You can see that a SharedEntityManagerCreator for the exact same LocalContainerEntityManagerFactoryBean instance is registered in the parent context for each child context. Note that I introduced a third test class to better demonstrate the issue.

The reason the tests passed prior to Spring Framework 5.2.6 is that autowiring by type for the @Autowired EntityManager field only worked due to a bug in DefaultListableBeanFactory's implementation of getBeanNamesForType(Class<?>, boolean, boolean). Specifically, getBeanNamesForType() maintained a stale by-type cache in which only the first SharedEntityManagerCreator was cached. Thus there was only one autowire candidate. That bug was fixed in 5.2.6 in conjunction with #24852. After the fix, the example tests start to fail because there are now correctly two autowire candidates for the @Autowired EntityManager field, and that results in the following exception.

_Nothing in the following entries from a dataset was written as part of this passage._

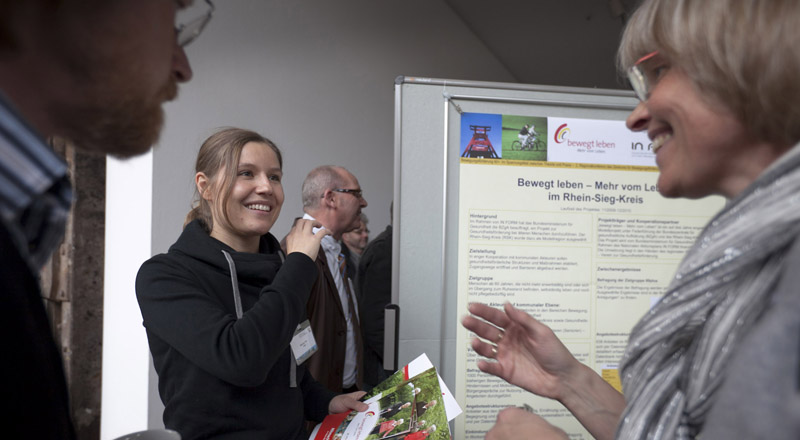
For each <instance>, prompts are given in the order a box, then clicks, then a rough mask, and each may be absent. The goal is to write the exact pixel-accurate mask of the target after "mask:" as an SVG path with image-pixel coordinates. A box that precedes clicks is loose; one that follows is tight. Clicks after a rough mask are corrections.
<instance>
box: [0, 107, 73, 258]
mask: <svg viewBox="0 0 800 440" xmlns="http://www.w3.org/2000/svg"><path fill="white" fill-rule="evenodd" d="M71 201H72V187H71V185H70V182H69V179H68V177H67V166H66V164H65V163H64V161H63V160H62V159H61V158H59V157H58V156H57V155H56V154H55V153H53V151H52V149H51V148H50V147H49V146H48V145H47V144H46V143H45V142H44V140H42V138H41V137H40V136H39V134H37V133H36V131H35V130H34V129H33V128H32V127H30V126H29V125H28V124H27V123H25V121H24V120H23V118H22V116H21V115H19V114H18V113H17V112H16V110H15V109H14V108H13V106H12V105H11V103H10V102H9V101H8V100H7V99H6V98H5V96H4V95H3V94H2V92H0V220H1V221H2V223H3V225H4V226H5V227H6V228H7V229H8V230H9V232H10V234H11V236H12V237H13V239H14V241H15V244H16V245H17V250H18V251H19V253H20V255H22V257H23V258H24V259H25V260H27V262H28V264H29V266H30V267H31V270H32V271H33V272H34V273H38V272H39V270H40V269H41V268H42V266H44V264H45V263H46V262H47V259H48V258H49V257H50V254H51V253H52V252H53V251H54V250H55V248H56V247H57V246H58V244H59V242H60V240H61V237H62V236H63V234H64V225H65V223H66V220H67V216H68V215H69V209H70V203H71ZM6 251H7V250H6V249H3V252H6Z"/></svg>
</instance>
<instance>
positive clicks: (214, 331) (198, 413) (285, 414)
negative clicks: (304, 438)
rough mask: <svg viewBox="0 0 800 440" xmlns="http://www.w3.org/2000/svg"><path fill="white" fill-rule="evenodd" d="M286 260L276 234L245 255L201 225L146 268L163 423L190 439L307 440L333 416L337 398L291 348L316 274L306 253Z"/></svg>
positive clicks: (150, 345) (188, 231) (154, 257)
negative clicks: (158, 377)
mask: <svg viewBox="0 0 800 440" xmlns="http://www.w3.org/2000/svg"><path fill="white" fill-rule="evenodd" d="M282 259H283V254H282V253H280V245H279V244H278V242H277V240H275V237H273V236H272V235H271V234H267V235H265V236H263V237H262V238H261V243H260V249H259V253H247V252H237V251H235V250H234V249H233V248H231V247H230V246H228V245H226V244H225V243H223V242H221V241H219V240H217V239H215V238H213V237H211V236H209V234H208V233H207V232H206V231H205V229H204V228H203V224H202V223H201V222H200V221H199V220H195V221H193V222H191V223H189V224H188V225H187V226H186V228H185V229H184V231H183V233H182V234H181V236H180V237H179V238H178V241H177V242H176V243H175V244H174V245H172V247H170V249H169V251H168V252H167V253H166V254H160V255H156V256H155V257H153V258H151V259H150V260H148V261H147V262H145V263H144V264H143V265H142V267H141V268H140V269H139V274H138V276H137V279H136V296H137V299H138V300H139V306H140V307H141V310H142V317H143V318H144V327H145V329H146V330H147V338H148V342H149V344H150V351H151V353H152V354H153V362H154V364H155V369H156V372H157V373H158V377H159V383H158V391H159V395H160V396H161V400H162V401H163V402H164V405H165V407H166V408H165V410H164V424H165V425H166V427H167V428H169V429H174V430H176V431H178V432H179V433H180V434H181V436H182V437H183V439H184V440H191V439H200V438H216V439H256V438H258V439H304V438H307V434H306V432H305V430H304V420H306V419H309V420H316V421H320V420H322V418H324V417H325V415H327V409H328V404H329V402H330V400H331V399H332V398H333V396H334V395H335V394H334V393H332V392H330V391H328V390H326V389H325V388H324V387H323V386H322V385H320V384H319V383H317V382H316V381H315V380H314V379H313V378H312V377H311V375H310V374H308V373H307V371H306V367H305V366H304V365H300V366H297V365H295V362H294V357H293V355H292V352H291V348H290V346H289V343H290V341H291V339H292V337H293V335H294V332H295V329H296V328H297V325H298V323H300V322H301V321H303V320H305V319H306V318H305V304H306V301H307V299H308V296H309V294H310V292H311V286H312V285H313V283H314V280H316V278H317V268H316V265H315V264H314V261H313V260H312V259H311V258H309V257H308V256H307V255H305V254H302V253H300V252H294V253H291V254H289V255H288V256H287V257H286V258H285V261H282ZM237 296H238V299H237ZM237 303H238V305H237ZM237 309H238V311H237ZM293 373H294V374H293Z"/></svg>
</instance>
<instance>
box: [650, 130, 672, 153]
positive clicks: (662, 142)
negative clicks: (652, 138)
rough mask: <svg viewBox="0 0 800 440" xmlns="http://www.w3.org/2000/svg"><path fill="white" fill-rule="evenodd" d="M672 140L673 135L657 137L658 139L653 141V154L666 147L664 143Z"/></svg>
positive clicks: (670, 134)
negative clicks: (659, 149) (662, 146)
mask: <svg viewBox="0 0 800 440" xmlns="http://www.w3.org/2000/svg"><path fill="white" fill-rule="evenodd" d="M670 139H672V133H665V134H661V135H658V136H656V138H655V139H653V153H655V152H657V151H658V150H659V149H660V148H661V147H662V146H663V145H664V143H665V142H667V141H668V140H670Z"/></svg>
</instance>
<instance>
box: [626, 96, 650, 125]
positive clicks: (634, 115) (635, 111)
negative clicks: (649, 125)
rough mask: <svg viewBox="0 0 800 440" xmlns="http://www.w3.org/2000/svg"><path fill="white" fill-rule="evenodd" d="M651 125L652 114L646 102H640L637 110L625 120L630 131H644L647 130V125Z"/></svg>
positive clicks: (637, 106) (631, 113)
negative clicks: (647, 106) (649, 110)
mask: <svg viewBox="0 0 800 440" xmlns="http://www.w3.org/2000/svg"><path fill="white" fill-rule="evenodd" d="M649 123H650V112H649V111H648V110H647V106H646V105H645V103H644V102H639V104H638V105H637V106H636V108H634V109H633V111H632V112H631V114H630V115H628V118H627V119H626V120H625V125H626V126H627V127H628V129H629V130H630V131H643V130H647V124H649Z"/></svg>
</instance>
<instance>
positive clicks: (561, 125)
mask: <svg viewBox="0 0 800 440" xmlns="http://www.w3.org/2000/svg"><path fill="white" fill-rule="evenodd" d="M567 136H569V127H567V124H566V123H564V124H561V125H560V126H559V127H558V128H557V129H556V134H555V136H553V140H555V141H556V143H557V144H560V143H562V142H564V141H565V140H566V139H567Z"/></svg>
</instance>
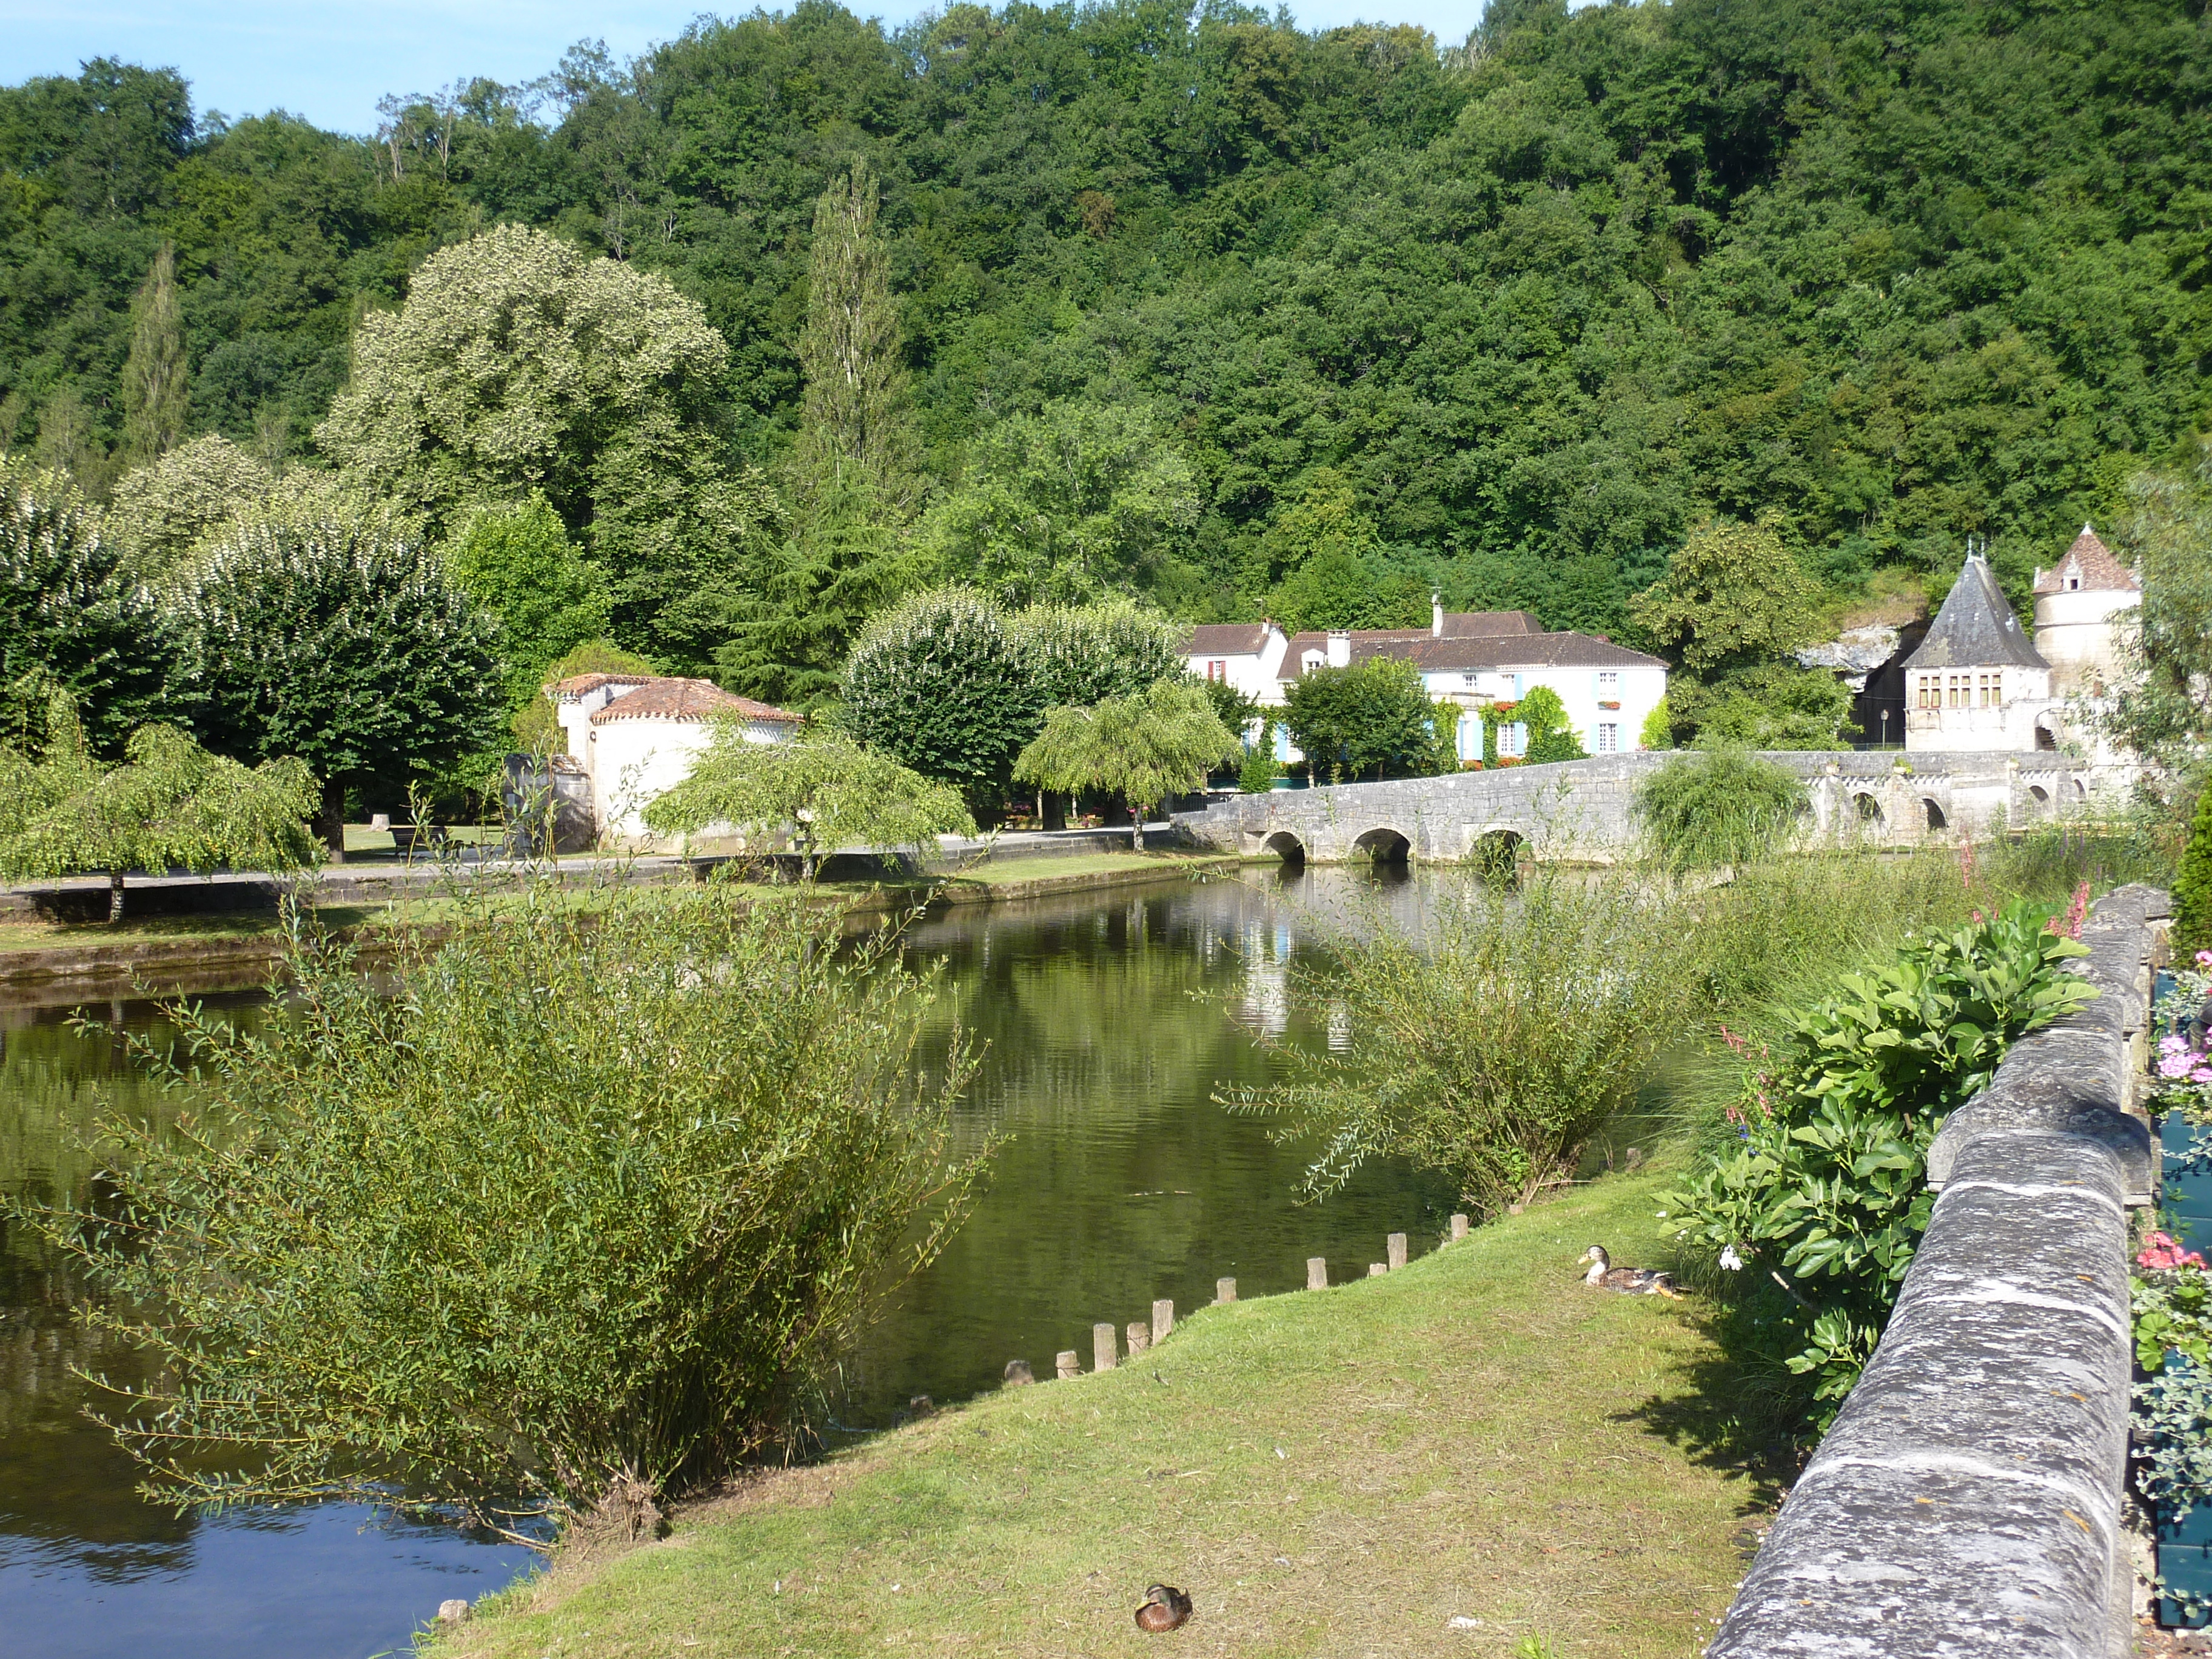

org.springframework.beans.factory.NoUniqueBeanDefinitionException: No qualifying bean of type 'javax.persistence.EntityManager' available: expected single matching bean but found 2: org.springframework.orm.jpa.SharedEntityManagerCreator#0,org.springframework.orm.jpa.SharedEntityManagerCreator#1
    at org.springframework.beans.factory.config.DependencyDescriptor.resolveNotUnique(DependencyDescriptor.java:220)
    at org.springframework.beans.factory.support.DefaultListableBeanFactory.doResolveDependency(DefaultListableBeanFactory.java:1284)
    at org.springframework.beans.factory.support.DefaultListableBeanFactory.resolveDependency(DefaultListableBeanFactory.java:1226)
    at org.springframework.beans.factory.annotation.AutowiredAnnotationBeanPostProcessor$AutowiredFieldElement.inject(AutowiredAnnotationBeanPostProcessor.java:640)
    ... 38 more

Recommendations

  1. For developers encountering this issue in integration tests using @ContextHierarchy, there is a simple workaround: annotate each such test class with @DirtiesContext. That will remove all application contexts that make up the context hierarchy after each test class, thereby avoiding pollution of the parent context.
  2. The Spring Data JPA team should consider fixing this. We can foresee at least two options here:
  3. Use a well-defined bean name for the SharedEntityManagerCreator instead of a generated unique name.
  4. Instead of directly using BeanDefinitionReaderUtils.registerWithGeneratedName() to register the SharedEntityManagerCreator, SDJ could detect if there is already a SharedEntityManagerCreator bean with an identical bean definition (excluding the bean name) before creating another one with a different generated name.

In light of the above we are closing this issue and recommending that https://jira.spring.io/browse/DATAJPA-1797 be reopened.

Comment From: iherasymenko

Thank you very much, @sbrannen. I pinged @schauder on the Spring Data Jira.